La Cnc est bienvenue, mais elle est venue tardivement. Elle en a elle-même conscience et va miser sur le gain de temps. Demander la réforme de la Commission électorale indépendante (CEI), alors que le processus électoral est lancé, semble être guidé par le souci d’obtenir le report de l’élection…pour mieux se préparer. D’autant plus que le débat autour d’une CEI qui pourrait user d’un algorithme pour changer des chiffres, relève du fantasme. Il suffit d’avoir des représentants dans tous les bureaux de vote, pour être en possession de tous les procès-verbaux. Cette CEI « validée » par la communauté internationale, est meilleure que celle mise en place par Laurent Gbagbo en 2001, dominée par le Front populaire ivoirien (FPI) et celle issue de Marcoussis, dominée par les rebelles et alliés. La CEI ne fait pas gagner les élections, qu’on se le tienne pour dit. En 2000, le général Guéi qui avait nommé Honoré Guié à la Commission nationale électorale indépendante (Ceni), a perdu face à Gbagbo. En 2001, alors que Gbagbo avait nommé son ami Camille Hoguié à la tête de la CEI, le FPI avait perdu les municipales (remportées par le Rassemblement des républicains (RDR) et en 2002, les départementales remportées par le Parti démocratique de Côte d’Ivoire (PDCI). En 2010, l’opposition présidait presque toutes les commissions locales, mais Gbagbo avait gagné dans ses fiefs traditionnels et raflé des villes à Bédié.
Par ailleurs, à bien y voir, la CNC, c’est La majorité présidentielle (LMP, ex-mouvance présidentielle) moins les partisans d’Affi, de Fologo, de Mel, de Lagou…. A Yopougon, on dirait que le Rassemblement des houphouétistes pour la démocratie et la paix (RHDP) qui a déjà mangé la tête de la bête, ne saurait avoir peur de ses yeux.
Poids des « irréductibles »
Prenons Essy Amara. Depuis près de 15 ans, il est absent du terrain politique. Mon petit frère de 28 ans ne le reconnaîtrait pas dans la rue. Et ceux qui sont autour de lui, sont pour la plupart des Gbagboïstes Pdcistes qui détestent déjà Bédié.
Prenons Banny. Il a certes timidement battu campagne pour Bédié en 2010, mais il ne l’a pas fait pour Ouattara et il n’était pas au Golf.

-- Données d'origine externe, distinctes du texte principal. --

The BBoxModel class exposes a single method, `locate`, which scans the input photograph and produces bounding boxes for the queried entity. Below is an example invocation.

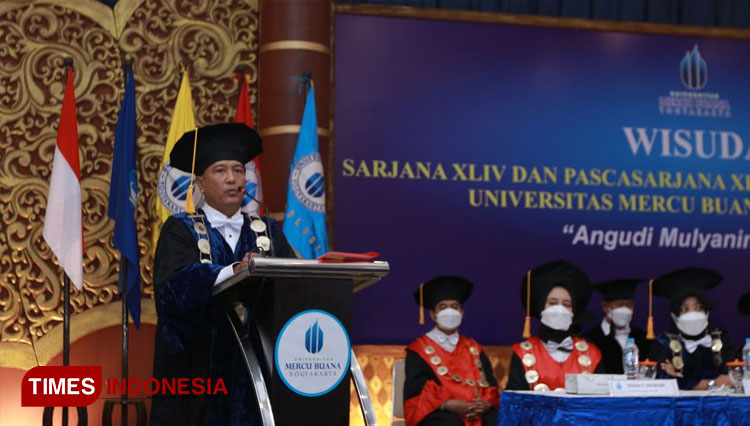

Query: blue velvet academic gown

De KKB, l’on retient le sourire gêné, quand Blé Goudé, en direct à la télé, lui a demandé d’arrêter son hypocrisie sur son soutien à Ouattara.
En somme, les « irréductibles » du PDCI sont à quelques exceptions près, ceux qui portaient ou cachaient leurs masques anti-Ouattara. Et toute chose étant égale par ailleurs (ceteris paribus), Ouattara qui n’a pas bénéficié de leurs voix en 2010, ne peut pas craindre de ne pas les avoir en 2015.
Autre faiblesse : la CNC à la différence du RHDP, n’a pas d’appareil politique, à part un FPI divisé et un Lider (Liberté et démocratie pour la République) incapable d’avoir plus de 3% à Koumassi, les hommes qui la composent n’ont ni la carrure de Ouattara et de Bédié, ni l’aura de Gbagbo. Or en Côte d’Ivoire, on vote les hommes, pas les programmes, encore qu’Essy et Banny n’ont pas de programme de gouvernement.
A la CNC, il y a les égos. Essy, 71 ans et Banny, 73 ans, seront forclos en 2020. Aboudrahamane Sangaré est réduit à « suivre » Koulibaly qu’il traitait de « Lucky Luke ». Je ne vois pas comment il pourrait appeler les « Gbagbo ou rien », à voter Banny ou Essy, alors que c’est le fond de sa fronde contre Affi.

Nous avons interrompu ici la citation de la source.